# Help with trig addition and subtraction formulas.

• Dec 4th 2011, 12:42 PM
dangsos
Help with trig addition and subtraction formulas.
If $\displaystyle sin (\alpha) = -\frac {5}{13}$ and $\displaystyle tan ( \alpha) > 0$ , find the exact value of $\displaystyle sin (\alpha - \frac{\pi}{3})$.

My first time using latex! Hopefully it makes my problem easier to read.

EDIT:
so the formula is sin(A-B)=(sinA)(cosB)-(cosA)(sinB)

I guess I should mention I know how to get every value except $\displaystyle cos(\alpha)$

and I don't understand why they are telling me $\displaystyle tan ( \alpha) > 0$
• Dec 4th 2011, 12:50 PM
dangsos
Re: Help with trig addition and subtraction formulas.
sin(A-B)=(sinA)(cosB)-(cosA)(sinB)

using this formula I get sin(A-B) = -$\displaystyle \frac{5}{13}$ * $\displaystyle \frac{\sqrt{3}}{2}$ - cos$\displaystyle (\alpha)$ * $\displaystyle \frac{1}{2}$
• Dec 4th 2011, 12:52 PM
Siron
Re: Help with trig addition and subtraction formulas.
You have given that $\displaystyle \tan(\alpha)>0$ i.e $\displaystyle \frac{\sin(\alpha)}{\cos(\alpha)}>0$
• Dec 4th 2011, 01:13 PM
dangsos
Re: Help with trig addition and subtraction formulas.
I don't understand. How does that help me find the missing peice $\displaystyle cos(\alpha)$ ?
• Dec 4th 2011, 01:18 PM
Siron
Re: Help with trig addition and subtraction formulas.
It means that $\displaystyle \cos(\alpha)<0$. I think it can be useful to use the identity $\displaystyle \cos(\alpha)=\pm \sqrt{1-\sin^2(\alpha)}$ (do you see the importance of $\displaystyle \cos(\alpha)<0$ now?)
• Dec 4th 2011, 01:20 PM
skeeter
Re: Help with trig addition and subtraction formulas.
Quote:

Originally Posted by dangsos
I don't understand. How does that help me find the missing peice $\displaystyle cos(\alpha)$ ?
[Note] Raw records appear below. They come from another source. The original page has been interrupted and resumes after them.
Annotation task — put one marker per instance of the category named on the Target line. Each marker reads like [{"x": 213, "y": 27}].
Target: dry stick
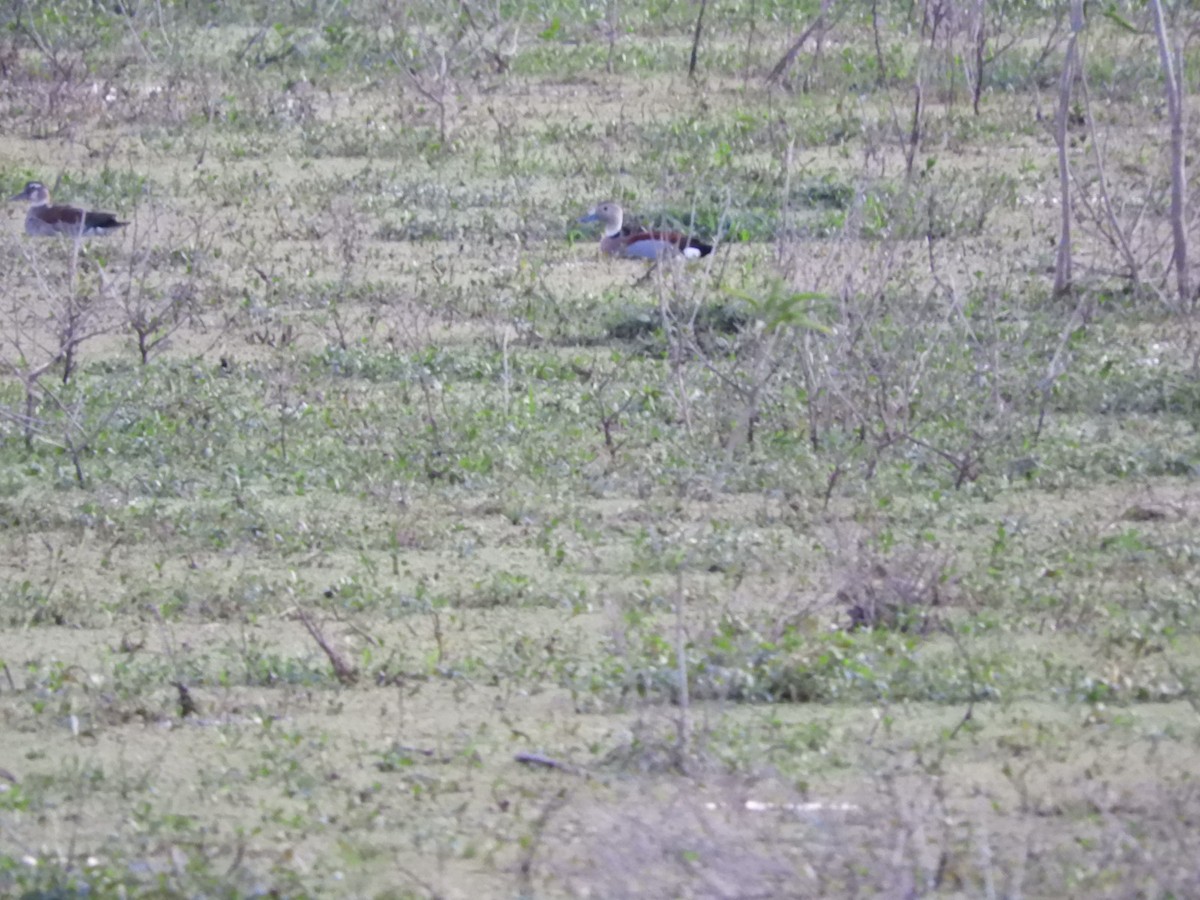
[
  {"x": 1117, "y": 235},
  {"x": 684, "y": 723},
  {"x": 881, "y": 77},
  {"x": 1173, "y": 83},
  {"x": 346, "y": 673},
  {"x": 1062, "y": 273},
  {"x": 695, "y": 40},
  {"x": 789, "y": 58},
  {"x": 549, "y": 762}
]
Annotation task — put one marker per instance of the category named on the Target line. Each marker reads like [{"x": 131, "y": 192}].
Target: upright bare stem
[
  {"x": 1173, "y": 84},
  {"x": 1062, "y": 273}
]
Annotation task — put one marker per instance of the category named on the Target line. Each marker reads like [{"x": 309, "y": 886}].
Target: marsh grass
[{"x": 847, "y": 559}]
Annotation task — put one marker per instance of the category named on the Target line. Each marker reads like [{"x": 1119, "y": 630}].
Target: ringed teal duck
[
  {"x": 641, "y": 243},
  {"x": 45, "y": 220}
]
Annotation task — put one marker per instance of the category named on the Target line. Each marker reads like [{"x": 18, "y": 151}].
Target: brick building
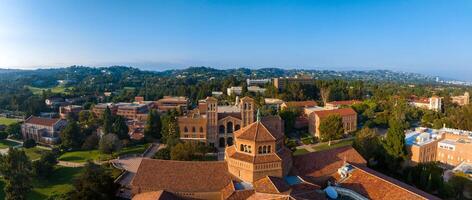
[
  {"x": 215, "y": 124},
  {"x": 43, "y": 130}
]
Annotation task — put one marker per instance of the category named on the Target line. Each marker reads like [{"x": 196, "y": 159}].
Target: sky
[{"x": 426, "y": 36}]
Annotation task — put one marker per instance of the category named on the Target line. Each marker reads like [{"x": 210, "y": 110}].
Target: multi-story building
[
  {"x": 448, "y": 146},
  {"x": 234, "y": 90},
  {"x": 433, "y": 103},
  {"x": 281, "y": 83},
  {"x": 339, "y": 104},
  {"x": 66, "y": 111},
  {"x": 461, "y": 100},
  {"x": 251, "y": 82},
  {"x": 214, "y": 124},
  {"x": 43, "y": 130},
  {"x": 348, "y": 115},
  {"x": 172, "y": 103}
]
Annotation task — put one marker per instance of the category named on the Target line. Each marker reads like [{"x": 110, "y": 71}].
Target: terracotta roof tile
[
  {"x": 341, "y": 111},
  {"x": 181, "y": 176},
  {"x": 42, "y": 121}
]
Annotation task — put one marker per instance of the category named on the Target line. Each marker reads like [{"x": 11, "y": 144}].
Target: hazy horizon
[{"x": 427, "y": 37}]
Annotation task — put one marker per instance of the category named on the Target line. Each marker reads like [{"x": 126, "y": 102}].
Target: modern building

it tells you what quadrant $\displaystyle \alpha$ is in ... lets you know whether to make $\displaystyle \cos{\alpha}$ positive or negative.
• Dec 4th 2011, 01:33 PM
dangsos
Re: Help with trig addition and subtraction formulas.
so using $\displaystyle \sqrt{1-sin^2(\alpha)}$ i get cos$\displaystyle (\alpha) = -\sqrt{\frac{144}{169}}$ correct?
• Dec 4th 2011, 01:36 PM
Siron
Re: Help with trig addition and subtraction formulas.
Normally it has to be $\displaystyle \frac{-12}{13}$
I think you can solve the exercice now ...
• Dec 4th 2011, 01:45 PM
dangsos
Re: Help with trig addition and subtraction formulas.
okay so with all that I get this

sin(A-B) = $\displaystyle - \frac{5}{13} * \frac{\sqrt{3}}{2} - ( \frac{12}{13}) * \frac{1}{2}$

my answer is $\displaystyle - \frac{5 * \sqrt{3} - 12}{26}$
the book gives $\displaystyle \frac{12 * \sqrt{3} - 5}{26}$
• Dec 4th 2011, 01:52 PM
skeeter
Re: Help with trig addition and subtraction formulas.
$\displaystyle \sin{\alpha} \cdot \cos{\frac{\pi}{3}} - \cos{\alpha} \cdot \sin{\frac{\pi}{3}} =$

$\displaystyle -\frac{5}{13} \cdot \frac{1}{2} - \left(-\frac{12}{13}\right) \cdot \frac{\sqrt{3}}{2}$

try again ...
• Dec 4th 2011, 02:10 PM
dangsos
Re: Help with trig addition and subtraction formulas.
I always make the most simple mistakes >.< thank yo ufor correcting me.